The new format and dates are now up on the site @ www.specktourney.com. Rules will be up shortly. The series is going into it's 11th year and this looks to be the most exciting one yet. Both Texas A&M Galveston and it's Sea life Center and Sea Center Texas are both heavily involved this year to help with the handling of the fish as they come in. Stay tuned for more details...

Capt. Lynn


----------



## saltwater_therapy

*Sounds good*

looking foreward to these


----------



## shallowist

Captain Lynn, 

Have you decided what the weigh in times will be?


----------



## V-Bottom

I'll do the honors>>>>>


----------



## Capt. Lynn

shallowist said:


> Captain Lynn,
> 
> Have you decided what the weigh in times will be?
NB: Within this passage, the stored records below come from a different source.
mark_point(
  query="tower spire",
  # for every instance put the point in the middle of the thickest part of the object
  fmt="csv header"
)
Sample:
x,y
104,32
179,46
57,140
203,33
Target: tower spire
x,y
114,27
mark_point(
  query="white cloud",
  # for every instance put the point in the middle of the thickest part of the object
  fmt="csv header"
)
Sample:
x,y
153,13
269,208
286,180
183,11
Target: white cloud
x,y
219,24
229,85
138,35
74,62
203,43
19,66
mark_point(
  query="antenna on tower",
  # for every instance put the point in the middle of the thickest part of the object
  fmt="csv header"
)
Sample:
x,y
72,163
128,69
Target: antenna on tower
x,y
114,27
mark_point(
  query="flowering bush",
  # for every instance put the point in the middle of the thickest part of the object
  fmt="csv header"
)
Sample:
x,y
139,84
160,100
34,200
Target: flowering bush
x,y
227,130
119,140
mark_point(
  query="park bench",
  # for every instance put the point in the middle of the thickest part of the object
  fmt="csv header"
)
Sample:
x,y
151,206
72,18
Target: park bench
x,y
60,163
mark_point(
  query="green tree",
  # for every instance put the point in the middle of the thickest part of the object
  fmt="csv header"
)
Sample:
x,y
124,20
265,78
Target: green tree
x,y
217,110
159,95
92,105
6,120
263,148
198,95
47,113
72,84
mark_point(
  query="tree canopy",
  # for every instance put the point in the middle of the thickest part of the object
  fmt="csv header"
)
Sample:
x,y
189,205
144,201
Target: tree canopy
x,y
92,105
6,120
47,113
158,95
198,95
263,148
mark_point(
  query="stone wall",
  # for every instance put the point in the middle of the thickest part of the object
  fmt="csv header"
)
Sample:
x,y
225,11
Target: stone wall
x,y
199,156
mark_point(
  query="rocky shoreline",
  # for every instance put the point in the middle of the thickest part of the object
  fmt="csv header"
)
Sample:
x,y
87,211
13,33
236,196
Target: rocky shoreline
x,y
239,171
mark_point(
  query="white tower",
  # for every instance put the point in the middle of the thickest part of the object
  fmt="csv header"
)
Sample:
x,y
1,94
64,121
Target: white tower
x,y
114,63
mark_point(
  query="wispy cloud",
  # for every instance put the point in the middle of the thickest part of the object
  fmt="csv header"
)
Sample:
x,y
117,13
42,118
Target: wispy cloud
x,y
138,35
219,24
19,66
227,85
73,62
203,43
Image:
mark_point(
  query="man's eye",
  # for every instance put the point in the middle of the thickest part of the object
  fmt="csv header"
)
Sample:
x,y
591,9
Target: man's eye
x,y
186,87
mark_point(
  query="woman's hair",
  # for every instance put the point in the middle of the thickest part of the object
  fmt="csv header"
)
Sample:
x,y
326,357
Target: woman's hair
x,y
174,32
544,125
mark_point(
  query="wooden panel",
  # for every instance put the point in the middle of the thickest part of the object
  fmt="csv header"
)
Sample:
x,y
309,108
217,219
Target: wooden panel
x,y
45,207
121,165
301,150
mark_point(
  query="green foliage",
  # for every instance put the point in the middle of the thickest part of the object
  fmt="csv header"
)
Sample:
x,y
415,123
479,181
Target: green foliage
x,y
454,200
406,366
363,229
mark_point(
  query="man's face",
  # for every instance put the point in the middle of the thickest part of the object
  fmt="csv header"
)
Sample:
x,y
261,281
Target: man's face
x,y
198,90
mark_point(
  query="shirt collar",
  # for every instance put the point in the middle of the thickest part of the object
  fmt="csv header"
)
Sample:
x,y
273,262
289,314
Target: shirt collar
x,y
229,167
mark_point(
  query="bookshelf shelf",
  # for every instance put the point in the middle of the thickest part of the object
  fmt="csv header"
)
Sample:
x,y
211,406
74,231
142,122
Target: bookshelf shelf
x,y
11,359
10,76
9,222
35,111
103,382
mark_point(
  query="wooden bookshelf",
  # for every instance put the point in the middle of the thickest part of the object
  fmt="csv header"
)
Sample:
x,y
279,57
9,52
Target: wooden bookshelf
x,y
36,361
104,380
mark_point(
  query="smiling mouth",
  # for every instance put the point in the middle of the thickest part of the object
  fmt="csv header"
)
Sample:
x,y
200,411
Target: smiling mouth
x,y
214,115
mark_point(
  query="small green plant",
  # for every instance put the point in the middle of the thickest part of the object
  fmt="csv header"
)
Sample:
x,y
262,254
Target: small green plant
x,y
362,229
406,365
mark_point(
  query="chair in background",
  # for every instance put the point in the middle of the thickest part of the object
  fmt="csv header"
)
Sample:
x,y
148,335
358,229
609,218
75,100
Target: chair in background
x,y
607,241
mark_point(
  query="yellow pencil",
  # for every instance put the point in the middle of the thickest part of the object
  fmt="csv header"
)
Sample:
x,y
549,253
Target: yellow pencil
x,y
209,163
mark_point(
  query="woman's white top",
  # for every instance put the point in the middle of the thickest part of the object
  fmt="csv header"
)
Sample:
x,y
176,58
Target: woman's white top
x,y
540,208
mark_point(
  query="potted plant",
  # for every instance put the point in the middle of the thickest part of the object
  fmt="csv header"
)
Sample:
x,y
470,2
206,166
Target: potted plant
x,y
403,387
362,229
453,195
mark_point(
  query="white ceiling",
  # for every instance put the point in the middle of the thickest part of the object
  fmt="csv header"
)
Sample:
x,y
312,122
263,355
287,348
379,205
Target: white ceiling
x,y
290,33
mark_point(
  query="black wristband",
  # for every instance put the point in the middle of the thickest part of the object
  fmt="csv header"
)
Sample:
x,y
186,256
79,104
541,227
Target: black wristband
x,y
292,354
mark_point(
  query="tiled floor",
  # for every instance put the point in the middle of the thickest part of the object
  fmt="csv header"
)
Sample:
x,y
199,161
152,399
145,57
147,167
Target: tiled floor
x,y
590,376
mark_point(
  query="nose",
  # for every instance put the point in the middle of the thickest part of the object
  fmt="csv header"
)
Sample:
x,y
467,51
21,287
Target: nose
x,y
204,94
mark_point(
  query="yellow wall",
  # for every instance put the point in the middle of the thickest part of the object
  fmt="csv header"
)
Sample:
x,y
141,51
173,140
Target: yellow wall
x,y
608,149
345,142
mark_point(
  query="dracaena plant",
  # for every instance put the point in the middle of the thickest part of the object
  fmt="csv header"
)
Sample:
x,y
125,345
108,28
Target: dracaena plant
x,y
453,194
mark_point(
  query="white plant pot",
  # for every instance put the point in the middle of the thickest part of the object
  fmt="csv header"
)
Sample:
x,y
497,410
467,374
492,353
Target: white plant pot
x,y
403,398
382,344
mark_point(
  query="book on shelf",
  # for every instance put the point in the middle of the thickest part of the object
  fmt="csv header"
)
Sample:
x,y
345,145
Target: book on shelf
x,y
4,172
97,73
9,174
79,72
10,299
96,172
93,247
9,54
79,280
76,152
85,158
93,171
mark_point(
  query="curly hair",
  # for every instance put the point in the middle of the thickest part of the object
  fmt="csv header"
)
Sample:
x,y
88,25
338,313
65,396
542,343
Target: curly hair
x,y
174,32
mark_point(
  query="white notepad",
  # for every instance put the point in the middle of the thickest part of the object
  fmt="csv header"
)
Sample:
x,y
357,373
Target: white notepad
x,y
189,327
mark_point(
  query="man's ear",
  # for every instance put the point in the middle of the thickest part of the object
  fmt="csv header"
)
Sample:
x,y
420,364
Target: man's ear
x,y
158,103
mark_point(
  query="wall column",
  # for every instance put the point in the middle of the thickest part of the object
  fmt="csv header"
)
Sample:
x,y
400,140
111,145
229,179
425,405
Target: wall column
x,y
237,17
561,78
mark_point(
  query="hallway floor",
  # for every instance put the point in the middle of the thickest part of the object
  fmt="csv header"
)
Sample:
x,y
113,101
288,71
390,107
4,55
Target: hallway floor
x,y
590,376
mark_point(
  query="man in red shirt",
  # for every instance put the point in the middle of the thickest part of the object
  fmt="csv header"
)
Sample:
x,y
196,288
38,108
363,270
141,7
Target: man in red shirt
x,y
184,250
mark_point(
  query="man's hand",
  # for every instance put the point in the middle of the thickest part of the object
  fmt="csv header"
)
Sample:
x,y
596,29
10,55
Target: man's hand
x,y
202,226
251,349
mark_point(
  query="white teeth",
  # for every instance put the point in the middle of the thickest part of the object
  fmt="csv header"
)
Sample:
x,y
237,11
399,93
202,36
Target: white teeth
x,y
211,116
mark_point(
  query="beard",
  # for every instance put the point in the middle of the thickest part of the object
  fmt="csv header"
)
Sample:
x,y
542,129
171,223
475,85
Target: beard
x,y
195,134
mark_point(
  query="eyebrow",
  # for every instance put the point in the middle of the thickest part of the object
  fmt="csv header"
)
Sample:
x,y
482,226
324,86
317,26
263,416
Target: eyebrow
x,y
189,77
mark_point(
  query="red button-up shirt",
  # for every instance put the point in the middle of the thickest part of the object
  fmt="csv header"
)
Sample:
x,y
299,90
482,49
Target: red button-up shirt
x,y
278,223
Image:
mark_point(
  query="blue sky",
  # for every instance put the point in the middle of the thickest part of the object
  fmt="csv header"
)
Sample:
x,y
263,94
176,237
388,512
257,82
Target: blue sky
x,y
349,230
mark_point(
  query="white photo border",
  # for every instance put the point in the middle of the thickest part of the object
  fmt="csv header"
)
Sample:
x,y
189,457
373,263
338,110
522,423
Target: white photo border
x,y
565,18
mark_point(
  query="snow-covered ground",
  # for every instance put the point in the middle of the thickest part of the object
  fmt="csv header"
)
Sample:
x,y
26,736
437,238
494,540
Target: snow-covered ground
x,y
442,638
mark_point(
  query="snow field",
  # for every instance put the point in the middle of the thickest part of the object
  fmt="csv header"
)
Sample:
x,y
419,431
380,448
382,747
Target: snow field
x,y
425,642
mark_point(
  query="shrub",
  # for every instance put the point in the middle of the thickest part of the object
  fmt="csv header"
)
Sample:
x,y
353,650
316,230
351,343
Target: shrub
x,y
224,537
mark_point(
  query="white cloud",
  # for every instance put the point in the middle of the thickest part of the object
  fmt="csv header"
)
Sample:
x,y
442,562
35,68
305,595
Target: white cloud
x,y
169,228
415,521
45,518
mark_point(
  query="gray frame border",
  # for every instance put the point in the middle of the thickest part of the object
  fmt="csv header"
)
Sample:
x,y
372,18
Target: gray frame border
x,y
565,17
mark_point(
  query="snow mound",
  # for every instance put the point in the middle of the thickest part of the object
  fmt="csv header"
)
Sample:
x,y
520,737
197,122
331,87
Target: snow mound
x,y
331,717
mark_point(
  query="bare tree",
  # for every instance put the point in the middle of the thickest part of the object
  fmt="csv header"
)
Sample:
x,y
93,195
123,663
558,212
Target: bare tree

Something like 2-4:30! Don't hold us to it, but this is the way we are leaning.

Capt. Lynn


----------



## Capt. Lynn

Just want to let everyone know that the rules are now up on the website @ www.specktourney.com. This is shaping up to be an awesome series so get your game faces on and get ready to weigh-in some big trout. Stay tuned for more details...

Capt. Lynn


----------



## Capt. Lynn

2coolers - Yesterday we put up the rules for the 2011 series and I for one noticed a couple things that we probably need to tweak, so at this time I would like to form a rules committee from this board. I am looking for 3 people to give input, discuss,and put out the best set of rules possible. PM me if you are interested.

Capt. Lynn


----------



## Capt. Lynn

Just to let everyone know, the rules committe has come together and we will be meeting in the next few days to go over, tweak and finalize the rulea for the series. Thanks to all who showed interest. The rules committee is as follows:

John Havens aka HAVENS
Dan Williamson aka Txflats
Rhett Holloway aka Rhettfish

Thanks,

Capt. Lynn


----------



## Bait-Bucket

any word or ideas on the launch sites?


----------



## Capt. Lynn

*Changes: Format/Rules*

The rules committe has met and the format and rules are now updated on the website @ www.specktourney.com. (check launch sites). I want to thank John, Rhett, and Dan for coming together to make some tweaks to the format and rules to help make this the BEST tournament Series on the Texas Coast. I think that we are putting together an exciting event with good payouts and helping out 2 of the most critical research facilities on the entire Gulf Coast: Texas A&M Galveston and Sea Center Texas. We should have online registration open the week after Christmas. Hope everone has a Merry Christmas and a Happy New Year. See ya'll in January.

Capt. Lynn


----------



## ESCB Factory

Team SCB Factory will be there!

Also hearing of some old TroutMaster guys comming out for retirement for these events.

Cant wait...


----------



## saltwater_therapy

11 days til


----------



## Capt. Lynn

*3 days left...a few things to remember!*

With only 3 days remaining until we kick off the 2011 season, you are going to need to fish each and every event to have a shot at taking home the Team of the Year title and the awesome prize package that we have put together so far, with more to be added. Aso, in order to fish in the Championship, where there will be some of he best payouts ever, you will have to have fished in at least 2 of the first 3 events. The first captains' meeting will be held tommorrow evening immediately following registration which begins at 6pm. There will also be some really nice door prizes to be had at he meeting. Hope to see you there. Good luck and good fishing.

Capt. Lynn


----------



## Capt. Lynn

*Reminder...*

The kick-off captains' meeting for the series is this evening at Harborwalk immediately following registration which begins @ 6pm. Anyone registering late will still be required to attend a captains' meeting tommorrow evening in League City (site to be determined). There will be food and drink at the meeting tonite free of charge. There will also be some really nice door prizes to be had following the meeting. Hope to see you there.

Capt. Lynn


----------